'MINT': The New Drivers of Prosperity

Jim O'Neill has come up with a new acronym - MINT - and it has already hit the radio waves. Whether this ends up making waves as BRICS did, we will see: Famous as he is with these acronyms, his N-11, a list of 11 countries that were to become the next movers-and-shakers of the world economy, failed to gain traction. Perhaps, eleven countries were far too many to be optimistic about (and for bond traders, to focus on) and therefore, this new catchy shortlist making the memorable acronym, which has a good chance of success.

It is interesting to see that people are getting excited about this new set of countries just as the previous set, BRICs, seem to be in some sort of trouble. Indeed, articles such as 'Broken BRICS'  and 'The Great Deceleration' (with a memorable cartoon of BRICs countries drowning in a quicksand) have appeared during the course of last year, pointing out the many problems these economies faced once their stellar growth rates slowed down and other issues, governance, infrastructure and everything else, caught up. Indeed, one could say that the critics of BRICs somewhat jumped the gun, as it would seem that BRICs countries will still somewhat fulfill the original predictions of growth that was laid out for them (See The BRICs: The backlash against the BRICs backlash), but the hype cycle made sure such numbers were quickly out-expected and forgotten.

In this backdrop where the BRICs (or BRICS, if one included South Africa, a later addition) failed to materialise somewhat, the MINT presents an even bigger leap of faith. If the BRICS economies were constrained by the failure of governance, possibly with the exception of China (or may be not), the MINT poses an even bigger problem. Mexico, which is somewhat picking up the business left by the more expensive China, is the middle of a full scale civil war with its underworld, and could be torn apart by revolutions as it tries to push through neo-liberal reforms without creating a social safety net. The Nigerian economy, full of educated, aspirational middle class citizens, can be undermined by its corrupt oil politics, meddling by oil companies and disenfranchised populace who are fighting for their water (though this fight is fought under the banner of Islamic extremism). Indonesia looks very similar to Nigeria, its middle classes engaged in a desperate battle to disenfranchise the majority and build tiny-at-the-top prosperity. And, finally, Turkey, a country on the verge of a monetary policy paralysis and a possible sovereign downgrade, as this battle between the grassroots Islamic sentiments and middle class aspirations rage on. (Read this story on Turkey here)

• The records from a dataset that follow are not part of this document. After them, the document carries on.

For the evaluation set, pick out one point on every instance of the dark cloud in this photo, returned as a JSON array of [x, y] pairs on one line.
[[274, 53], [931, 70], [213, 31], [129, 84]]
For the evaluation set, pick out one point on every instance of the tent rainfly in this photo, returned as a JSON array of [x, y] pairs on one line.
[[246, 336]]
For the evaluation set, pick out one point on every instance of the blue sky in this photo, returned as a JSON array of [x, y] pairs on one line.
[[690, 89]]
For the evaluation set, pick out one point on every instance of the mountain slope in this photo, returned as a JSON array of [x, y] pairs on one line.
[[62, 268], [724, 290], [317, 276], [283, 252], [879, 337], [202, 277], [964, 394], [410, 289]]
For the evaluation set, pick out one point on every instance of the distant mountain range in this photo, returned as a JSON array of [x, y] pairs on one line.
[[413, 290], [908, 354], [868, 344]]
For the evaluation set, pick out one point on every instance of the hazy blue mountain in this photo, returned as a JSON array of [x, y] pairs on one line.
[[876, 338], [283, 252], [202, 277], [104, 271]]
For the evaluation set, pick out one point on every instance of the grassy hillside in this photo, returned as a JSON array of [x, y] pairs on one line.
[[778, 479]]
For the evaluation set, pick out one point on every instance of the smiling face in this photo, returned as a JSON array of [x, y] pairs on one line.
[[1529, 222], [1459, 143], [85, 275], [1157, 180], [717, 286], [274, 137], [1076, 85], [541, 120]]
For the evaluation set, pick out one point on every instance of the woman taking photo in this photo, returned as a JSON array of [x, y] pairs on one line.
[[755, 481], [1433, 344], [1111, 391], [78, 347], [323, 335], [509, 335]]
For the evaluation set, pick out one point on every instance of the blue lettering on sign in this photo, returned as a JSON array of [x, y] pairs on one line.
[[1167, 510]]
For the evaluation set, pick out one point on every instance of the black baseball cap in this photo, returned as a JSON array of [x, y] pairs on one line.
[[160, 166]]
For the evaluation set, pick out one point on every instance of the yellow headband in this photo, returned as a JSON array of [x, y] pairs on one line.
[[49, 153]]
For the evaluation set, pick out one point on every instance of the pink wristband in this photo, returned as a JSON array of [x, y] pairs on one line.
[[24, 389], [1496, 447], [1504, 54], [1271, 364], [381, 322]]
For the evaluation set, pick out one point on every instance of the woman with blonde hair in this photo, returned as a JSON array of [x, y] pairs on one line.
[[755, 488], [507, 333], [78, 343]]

Surely, the point is not to promote unbridled pessimism or to expose the futility of acronym making. We may start to accept that love of Hedge funds is a dangerous thing, and unless a country can bully them by being the biggest hedge fund of them all (as China apparently is trying to do), being included in one of these acronyms is possibly the surest sign of a coming disorder, as India is experiencing. From recent history, we know that such tough love makes a country less democratic, as its middle classes are sold the vision of being the next big power and seek to undermine their less fortunate co-citizens and destroy their environment in a mad rush to realise that dream. But this is a discussion for another day. The point here is to argue that if we accept the theory that prosperity in new geographies will drive the world economy, it may be sensible to start recognising the drift between the middle classes and other, and see the cities, rather than countries, as drivers of prosperity.

For example, as India got fully integrated in the acronym world, the biggest change in its economy came through urbanisation: Mumbai contributes 12% of India's GDP, 25% of its industrial output, 70% of its maritime trade and 70% of the country's capital transactions, closely followed by Delhi, with another 10% of India's GDP. If the middle classes are to drive this prosperity, it may be appropriate to turn the focus on city economies now than the countries, because the cities are run very differently from the countries: While countries are chosen based on their economic size, many city economies enjoy a large hinterland which they effectively serve, regardless of the national boundaries. The recent rebound in the Dubai economy due to the Arab spring is one example, but its rise in the first place was based on its geographic location.

Agreed, most cities are poorly governed, but this is more because they don't get appropriate leverage in the national policy making, which tends to see things in national terms rather than city economies. However, this is changing: The focus on financial markets are turning on to the Cities, and investors are increasingly looking at cities rather than countries (even in the developed world, as the divergence between London and the rest of the UK, for example). It is therefore perhaps more appropriate to talk about the cities than countries, when we try to identify the drivers of prosperity and coin these acronyms.